Two things to note here: The Category pill which we have assigned to context has turned grey and it has also moved above Region which is a visual que to let you know that the Category filter is applied first.

Then we have our Dimension filters, these are (in most cases) the blue pills and are discrete (field entries are individually separate and distinct). After that we have our Measure filters (usually the green pills) and are continuous (normally a number or date and will include all values between the start and end points).

Finally we have our Table Calculations as covered in Episode 1.

Now the eagle eyed amongst you may have noticed that I skipped the Fixed, Include and Exclude filters on the right of the above diagram, these are the Level of Detail Calculations. In Episode 2 we looked at translating Fixed LODs – these fit into the Order of operations between context and dimension filters. The include and exclude LODs fit between the Dimension and Measure filters.

But what does this mean in practice? Lets look at an example where I want to look at the average sales for a number of individual sub-categories within a segment compared to to the overall average sales for that sub category. It will look like this:

 

 

I have excluded some of the sub-categories so that the view isnt too busy to make my point and have also only want some of my Measure Names.
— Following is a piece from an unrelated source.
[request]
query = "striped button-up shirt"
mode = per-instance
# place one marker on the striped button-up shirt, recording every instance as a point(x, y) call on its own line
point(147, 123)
My Sub-category average calculation is a fixed LOD and looks like this:

 

 

From Lesson 2 – “For each Sub-Category give me the average sales”.

Now look what happens to the viz when I add Segment to context:

 

 

By putting Segment into context, tableau is skipping the LOD and initially filtering segment (to corporate in this example) before calculating the average sales for each sub category. In short, we dont need the context filter in this example.

 

Now for an example where we do need a context filter. In this example we want to look at the top products within each category by sub-category:

 

 

I have a top 10 filter on this viz and if I filter to furniture I dont get the top 10 within furniture:

 

 

As ‘Furnishings’ is not in the top 10 of all sub-categories this is not shown in the view. To show this we need to put category into context:

 

 

And there you have it. As we can see the Category pill is grey which means it is in context and Tableau does this filter action before it applies the Top 10 filter (which is a Dimension filter).